Birds of a feather



By Ranjini Banerjee

December 2008

Communities where householder seekers can lead a dedicated spiritual life is the ideal behind ananda sangha, the organisation founded by swami kriyananda, which is starting a community in pune



Swami Kriyananda, the 80-plus founder of the Ananda Sangha, responds to an email interview:
Why is there a need for world-brotherhood communities across the globe?
I have felt a need for cooperative intentional communities since I was 15. When I found that this was also one of the primary objectives of Paramhansa Yogananda, I vowed to fulfil this ideal of his. In the past, the spiritually dedicated life has been confined, basically, to ashrams and caves. The ideal of Lahiri Mahasaya, that the time has come for householders also to dedicate themselves to the spiritual life, makes spiritual communities for everyone a more obviously needed alternative. At Ananda everyone, including householders and their families, has a greater opportunity to live for God and serve Him.
When one becomes a member of such a spiritual community, does he not sever his bond with the outside world, alienating his family and friends?

It might do so if the family and friends opposed his choice of a way of life.
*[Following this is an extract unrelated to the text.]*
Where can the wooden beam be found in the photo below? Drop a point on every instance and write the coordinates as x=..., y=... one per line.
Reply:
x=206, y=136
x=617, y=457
It does not do so in most cases, because in fact all our members live in the world, though not of it, serving humanity and not cutting themselves off from it.
Given the fact that India is the birthplace of Paramhansa Yogananda, why did you concentrate on India only in 2003, more than three decades after you had established the first colony outside Nevada City, in California?
It was much easier for me to found a community in America than in India. It was very difficult to start communities in any case, but now I believe India is ready for them. And we have five communities in California and one in Italy, making it possible now to begin such a work in India with the help also of Americans and Europeans. I hope, however, to have many more Indians, now that we are moving to Pune, and the work is already well established in Gurgaon.
Kindly share your vision and plans for the Ananda village which you plan to establish in Pune, India.
I expect it to consist mostly of Indians. I would like to found a village in which householders as well as monastics can live for God, as they are doing in America and Italy. I hope to make it self-supporting, with businesses, schools, and other projects that we have already established elsewhere.
Given the different kinds of crisis situations occurring across the globe, do you anticipate a sudden surge of individuals opting for the sheltered refuge that an Ananda village offers?